Few issues animate Democratic and progressive activists more than voting rights.  And more than at any point since the 1960s, voting rights are under attack.  President Donald Trump and his right-wing allies tried to launch a coup to keep him in office five years ago and have never ceased their efforts to break America’s electoral system ever since.  Democrats everywhere have risen to defend democracy.  It’s the one issue on which everyone on Team Blue agrees, right?

Wrong.

That’s because House Democrats in Annapolis are now sabotaging the right of Marylanders to vote in an egregious attempt to protect Maryland’s deplorable boss-driven legislative appointments system.  It’s a shocking display of hypocrisy and must not stand.

First, some background.  Maryland’s constitution mandates that when members of the General Assembly leave office during their terms, party central committees pick their successors and send them to the governor for appointment.  Back in 2023, Common Cause estimated that nearly one-quarter of General Assembly members were originally appointed.  That same year, Bethesda Magazine found that 35% of MoCo’s General Assembly members were originally appointed.  On many occasions, central committee members have even gotten themselves appointed to the legislature.  Virginia instead allows special elections for legislative vacancies.  Maryland voters wish they had the same rights as Virginia voters as they have embraced special elections at nearly every opportunity in non-General Assembly elections.  A 2023 poll found that 85% of Maryland voters favored special elections to fill legislative vacancies.

Nevertheless, the Iron Law of Oligarchy has prevailed as Maryland’s boss system has proven durable.  Many legislators have tried to break it, introducing 20 bills to do so since 2008.  Their authors have included Senators Jamie Raskin, Rich Madaleno, Brian Feldman, Clarence Lam and Cheryl Kagan and Delegates David Moon and Linda Foley.  Several Republicans have also introduced or co-authored special elections bills including Senator Mike Hough and Delegates Christian Miele, Kevin Hornberger and Neil Parrott.  (Yes, that Neil Parrott.)  And yet, through last year, the Lords of Annapolis have killed them all.  It’s beyond shameful that some Republicans are more interested in protecting voting rights than many Democrats.

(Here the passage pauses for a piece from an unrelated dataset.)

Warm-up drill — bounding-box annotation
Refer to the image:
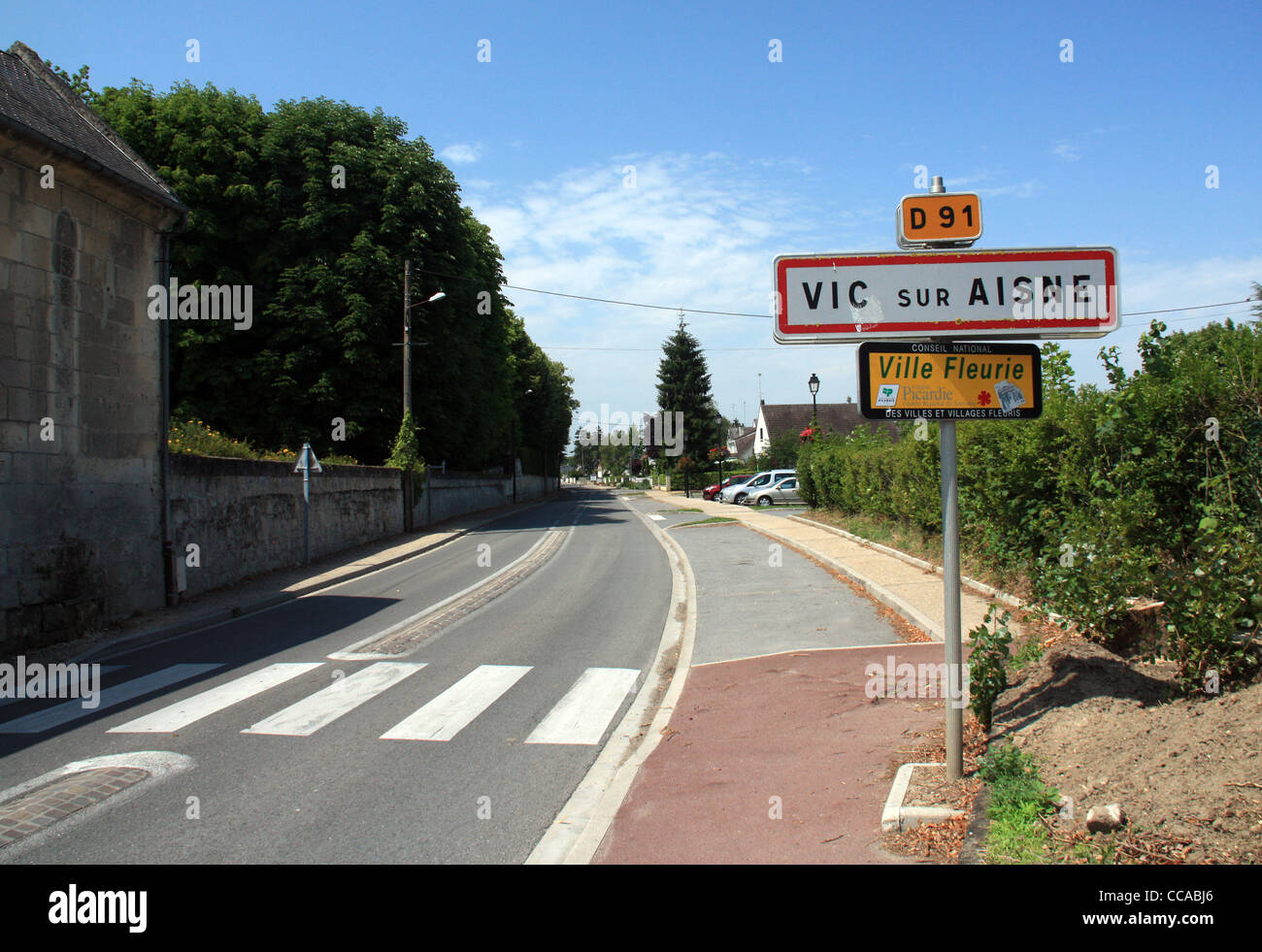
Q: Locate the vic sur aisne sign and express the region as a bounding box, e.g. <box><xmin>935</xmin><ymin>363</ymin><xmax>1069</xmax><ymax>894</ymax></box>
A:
<box><xmin>774</xmin><ymin>247</ymin><xmax>1120</xmax><ymax>345</ymax></box>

This year, with pressure rising to end the boss system, voting rights opponents have come up with a particularly devious way to kill special elections.  The device is a dispute over whether Maryland should engage in redistricting to counter Trump’s attempt to gerrymander his way to keeping the U.S. House.  Governor Wes Moore and the leadership of the House of Delegates believe the state should redistrict to knock out Maryland’s lone GOP Congressman, the execrable Andy Harris.  Senate President Bill Ferguson and most of his caucus believe redistricting is too risky and might backfire, perhaps creating mischief by the courts and maybe even another GOP seat.  In a showdown between the two chambers, the Senate has refused to budge.

So the House played a power move, attaching redistricting language to Kagan’s latest special elections bill which had passed the Senate on a 43-1 vote.  House leaders knew that redistricting was a non-starter in the Senate but at least they could use that as an excuse to kill special elections.  Kagan told Maryland Matters: “I assume that the bill is now dead.”  Ferguson confirmed it.

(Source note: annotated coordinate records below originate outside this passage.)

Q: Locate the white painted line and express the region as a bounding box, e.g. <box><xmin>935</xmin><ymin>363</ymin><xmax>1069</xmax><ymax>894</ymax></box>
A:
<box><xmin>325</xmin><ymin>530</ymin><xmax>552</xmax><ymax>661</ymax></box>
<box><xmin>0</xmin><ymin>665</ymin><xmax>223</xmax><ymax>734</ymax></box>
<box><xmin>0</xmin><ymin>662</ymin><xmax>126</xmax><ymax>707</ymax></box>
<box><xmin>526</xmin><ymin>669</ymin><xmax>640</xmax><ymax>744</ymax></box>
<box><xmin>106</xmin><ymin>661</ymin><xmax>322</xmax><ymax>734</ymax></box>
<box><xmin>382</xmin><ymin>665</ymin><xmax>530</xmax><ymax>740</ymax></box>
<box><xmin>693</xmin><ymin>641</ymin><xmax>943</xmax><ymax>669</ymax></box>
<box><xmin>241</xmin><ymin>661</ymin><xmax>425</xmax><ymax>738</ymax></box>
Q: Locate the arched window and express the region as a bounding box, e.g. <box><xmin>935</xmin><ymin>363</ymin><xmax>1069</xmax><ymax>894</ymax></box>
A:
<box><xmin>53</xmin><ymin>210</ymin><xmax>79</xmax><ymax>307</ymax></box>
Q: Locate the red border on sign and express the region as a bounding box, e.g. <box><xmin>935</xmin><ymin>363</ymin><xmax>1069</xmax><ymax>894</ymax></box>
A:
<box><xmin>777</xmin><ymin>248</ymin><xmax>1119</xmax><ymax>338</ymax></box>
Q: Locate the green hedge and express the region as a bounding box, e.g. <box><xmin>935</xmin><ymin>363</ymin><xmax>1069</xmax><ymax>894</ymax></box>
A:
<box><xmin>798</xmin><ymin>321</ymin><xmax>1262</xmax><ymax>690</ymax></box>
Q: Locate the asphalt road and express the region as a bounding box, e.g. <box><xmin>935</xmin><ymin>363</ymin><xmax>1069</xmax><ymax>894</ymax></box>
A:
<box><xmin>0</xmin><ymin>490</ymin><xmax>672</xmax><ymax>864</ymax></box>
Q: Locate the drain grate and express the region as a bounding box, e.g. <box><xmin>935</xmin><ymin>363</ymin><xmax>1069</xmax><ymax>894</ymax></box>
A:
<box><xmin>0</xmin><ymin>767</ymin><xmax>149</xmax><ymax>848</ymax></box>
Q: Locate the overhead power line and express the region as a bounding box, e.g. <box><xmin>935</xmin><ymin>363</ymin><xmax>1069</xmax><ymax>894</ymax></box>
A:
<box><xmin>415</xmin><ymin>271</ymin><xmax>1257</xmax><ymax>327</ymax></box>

And so for those who prefer boss picks to voting, it’s Mission Accomplished.  Backroom deals, cronyism and machine politics flourish while Maryland voters still lack the rights that their cousins in Virginia freely exercise.  And yet House leaders continue to decry the anti-democratic tactics of Trump and his MAGA legions.

We reply with a central truth:

You cannot claim to be a defender of democracy while blocking the right of Marylanders to vote.

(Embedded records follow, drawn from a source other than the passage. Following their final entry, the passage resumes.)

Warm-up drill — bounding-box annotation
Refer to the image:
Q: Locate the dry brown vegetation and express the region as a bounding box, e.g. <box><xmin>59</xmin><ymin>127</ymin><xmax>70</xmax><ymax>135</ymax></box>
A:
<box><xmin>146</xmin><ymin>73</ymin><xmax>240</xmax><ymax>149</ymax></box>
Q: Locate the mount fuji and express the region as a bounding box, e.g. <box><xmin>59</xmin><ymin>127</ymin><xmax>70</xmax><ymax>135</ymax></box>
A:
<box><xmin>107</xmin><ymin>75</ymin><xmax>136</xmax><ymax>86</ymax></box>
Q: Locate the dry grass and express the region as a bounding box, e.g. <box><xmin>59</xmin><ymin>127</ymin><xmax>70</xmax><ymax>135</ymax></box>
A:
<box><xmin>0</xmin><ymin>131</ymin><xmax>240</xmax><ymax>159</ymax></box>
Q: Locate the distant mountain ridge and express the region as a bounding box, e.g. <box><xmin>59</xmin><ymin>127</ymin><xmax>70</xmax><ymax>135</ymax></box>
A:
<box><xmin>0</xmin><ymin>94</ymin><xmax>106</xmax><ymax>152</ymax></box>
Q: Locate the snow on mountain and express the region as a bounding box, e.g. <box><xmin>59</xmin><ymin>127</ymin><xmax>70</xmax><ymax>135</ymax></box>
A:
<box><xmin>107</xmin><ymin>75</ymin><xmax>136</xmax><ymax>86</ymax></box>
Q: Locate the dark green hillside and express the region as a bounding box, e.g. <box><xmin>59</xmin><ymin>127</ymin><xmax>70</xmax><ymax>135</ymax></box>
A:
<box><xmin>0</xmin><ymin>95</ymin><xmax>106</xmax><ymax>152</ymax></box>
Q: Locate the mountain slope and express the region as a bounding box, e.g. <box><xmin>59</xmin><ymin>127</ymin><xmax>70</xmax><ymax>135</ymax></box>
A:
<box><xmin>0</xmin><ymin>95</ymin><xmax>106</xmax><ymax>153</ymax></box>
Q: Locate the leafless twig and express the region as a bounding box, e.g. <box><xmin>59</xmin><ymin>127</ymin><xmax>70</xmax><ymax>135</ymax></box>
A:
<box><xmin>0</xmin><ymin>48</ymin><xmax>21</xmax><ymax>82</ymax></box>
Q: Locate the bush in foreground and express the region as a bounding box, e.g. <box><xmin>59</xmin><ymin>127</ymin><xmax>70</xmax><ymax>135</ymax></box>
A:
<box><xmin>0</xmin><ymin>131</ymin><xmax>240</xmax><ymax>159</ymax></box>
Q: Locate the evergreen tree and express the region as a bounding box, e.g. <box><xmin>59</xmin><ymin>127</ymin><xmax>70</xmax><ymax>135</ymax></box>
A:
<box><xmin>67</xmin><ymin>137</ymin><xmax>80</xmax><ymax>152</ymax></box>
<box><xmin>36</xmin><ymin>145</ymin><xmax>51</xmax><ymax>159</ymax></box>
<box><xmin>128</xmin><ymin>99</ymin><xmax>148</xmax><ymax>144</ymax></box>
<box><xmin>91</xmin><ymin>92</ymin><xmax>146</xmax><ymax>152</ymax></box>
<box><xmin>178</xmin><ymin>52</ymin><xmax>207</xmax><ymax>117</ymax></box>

Congressional redistricting, whatever its merits, has nothing to do with whether Marylanders get to vote for their state legislators.  Let’s start by protecting our voting rights with special elections.  Let’s proceed with whatever the best path forward on redistricting may be.  And let’s finish by securing our franchise everywhere else in the nation.  Whatever we do, the rights of political bosses must never rein supreme over the rights of voters.

Now, let us give one last chance to voting opponents to redeem themselves.  If they wish to slither out of the stinking swamp of hypocrisy, there is an easy way to do it.  They can pass Delegate Linda Foley’s special elections bill, which is identical to Kagan’s but remains bottled up in a House committee.  Passing it cleanly would result in easy passage through the Maryland Senate, thereby giving voters a generational win.

Failure to do so makes a mockery of the name “Democrats,” sabotaging democracy to lock in the iron grip of oligarchy.